Auch die nunmehr vorliegende Form der Manipulation ist nach Auffassung der ARES Rechtsanwälte als unzulässige Abschalteinrichtung nach Art. 3 Nr. 10 der Verordnung (EG) Nr. 715/2007 zu qualifizieren. Denn auch wird ein Parameter (Harnstofftankfüllung) ermittelt, um die Funktion der Harnstoffzufuhr  als Teil der Abgasreinigung zu verändern. Hierdurch wird die Wirksamkeit der Abgasreinigung verringert. Damit weisen diese Fahrzeuge einen Sachmangel nach § 434 BGB auf, so dass Käufern Gewährleistungsrechte zustehen können. Als mögliche Rechte kommen eine Minderung des Kaufpreises und oder sogar eine Rückabwicklung des Kaufs in Frage. Dies hängt u. a. davon ab, ob und mit welchen Folgen die Audi AG die Manipulation zu beheben gedenkt. Sollten die Maßnahmen zur Behebung negative Folgen (z. B. erhöhter Verschleiß oder erhöhter Verbrauch) für das Fahrzeug haben, kann dies einen Rücktritt vom Kaufvertrag rechtfertigen.

Betroffene Käufer der aktuellen Modellreihe sollten ihren Autohändler unter Setzung einer Frist zur Behebung des Mangels, hier also zur Beseitigung der Abschalteinrichtung auffordern und hierfür ihr Fahrzeug zur Verfügung stellen. Die Länge der Frist ist umstritten. Zum Teil wird von Gerichten in Abgasskandalfällen eine Frist von sechs Monaten gefordert. Sollte nach Ablauf der Frist keine Nachbesserung erfolgt sein, kann der Käufer vom Fahrzeugkauf zurücktreten.

Daneben kommen Ansprüche gegen die Audi AG auf Rückabwicklung des Kaufvertrages in Frage.
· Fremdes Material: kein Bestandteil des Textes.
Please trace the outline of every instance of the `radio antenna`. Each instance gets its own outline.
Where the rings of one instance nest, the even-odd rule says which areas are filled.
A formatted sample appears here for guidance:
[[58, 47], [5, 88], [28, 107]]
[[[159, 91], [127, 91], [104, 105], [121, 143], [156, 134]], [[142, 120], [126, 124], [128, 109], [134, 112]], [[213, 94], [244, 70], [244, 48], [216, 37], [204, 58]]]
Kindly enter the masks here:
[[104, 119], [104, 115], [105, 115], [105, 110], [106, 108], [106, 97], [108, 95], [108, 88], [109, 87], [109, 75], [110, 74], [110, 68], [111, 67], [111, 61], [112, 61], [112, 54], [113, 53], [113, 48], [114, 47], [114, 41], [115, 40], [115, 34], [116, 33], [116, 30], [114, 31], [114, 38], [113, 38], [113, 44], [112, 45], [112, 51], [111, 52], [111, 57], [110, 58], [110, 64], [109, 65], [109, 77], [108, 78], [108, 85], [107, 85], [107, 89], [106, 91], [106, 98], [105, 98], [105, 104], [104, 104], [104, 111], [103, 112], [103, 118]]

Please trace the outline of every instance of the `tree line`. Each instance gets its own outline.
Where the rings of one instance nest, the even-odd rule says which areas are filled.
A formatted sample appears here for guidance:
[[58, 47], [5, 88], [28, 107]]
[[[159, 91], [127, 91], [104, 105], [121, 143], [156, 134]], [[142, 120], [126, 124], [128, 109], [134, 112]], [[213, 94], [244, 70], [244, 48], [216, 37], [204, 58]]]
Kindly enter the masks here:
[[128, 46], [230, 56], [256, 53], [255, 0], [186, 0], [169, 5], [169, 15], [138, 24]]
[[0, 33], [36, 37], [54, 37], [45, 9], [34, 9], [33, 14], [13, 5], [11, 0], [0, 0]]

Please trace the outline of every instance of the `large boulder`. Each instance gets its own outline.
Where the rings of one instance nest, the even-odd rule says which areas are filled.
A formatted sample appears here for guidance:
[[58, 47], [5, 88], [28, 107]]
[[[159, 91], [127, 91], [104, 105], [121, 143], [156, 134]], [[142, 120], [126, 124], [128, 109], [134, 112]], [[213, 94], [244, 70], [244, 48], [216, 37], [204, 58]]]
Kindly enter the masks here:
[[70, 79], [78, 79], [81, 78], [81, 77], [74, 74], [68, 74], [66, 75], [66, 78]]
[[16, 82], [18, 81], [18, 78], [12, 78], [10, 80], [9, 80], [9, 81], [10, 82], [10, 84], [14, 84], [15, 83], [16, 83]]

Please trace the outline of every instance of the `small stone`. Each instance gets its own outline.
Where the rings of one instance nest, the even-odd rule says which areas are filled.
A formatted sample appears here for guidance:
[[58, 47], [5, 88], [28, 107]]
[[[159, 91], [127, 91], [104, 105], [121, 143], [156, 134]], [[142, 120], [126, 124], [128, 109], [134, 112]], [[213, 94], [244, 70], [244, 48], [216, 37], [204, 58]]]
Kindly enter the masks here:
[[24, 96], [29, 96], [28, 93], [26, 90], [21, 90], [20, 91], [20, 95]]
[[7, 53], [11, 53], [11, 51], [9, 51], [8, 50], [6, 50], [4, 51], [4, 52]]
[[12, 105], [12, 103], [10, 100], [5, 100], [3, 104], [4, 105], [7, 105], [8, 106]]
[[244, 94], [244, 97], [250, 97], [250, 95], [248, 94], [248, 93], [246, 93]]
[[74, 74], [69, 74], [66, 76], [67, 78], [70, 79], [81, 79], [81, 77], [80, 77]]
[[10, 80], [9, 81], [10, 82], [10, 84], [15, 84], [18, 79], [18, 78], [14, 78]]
Die Herstellung eines nicht gesetzeskonformen Fahrzeugs stellt nach nunmehr mehrfach bestätigter Rechtsprechung eine vorsätzlich sittenwidrige Schädigung dar. Dabei reicht es nach der Rechtsprechung des Landgerichts Duisburg (Urt. v. 19.02.2018, Aktz. 1 O 178/17) für die Haftung des Herstellers aus, dass verantwortliche Mitarbeiter der Fahrzeugentwicklung die Manipulation der Fahrzeuge herbeigeführt haben. Ein Vorsatz des Vorstandes ist danach nicht erforderlich.

Die ARES Rechtsanwälte vertreten vom Abgasskandal betroffene Fahrzeuginhaber gegenüber Autohändlern, Herstellern und Autobanken.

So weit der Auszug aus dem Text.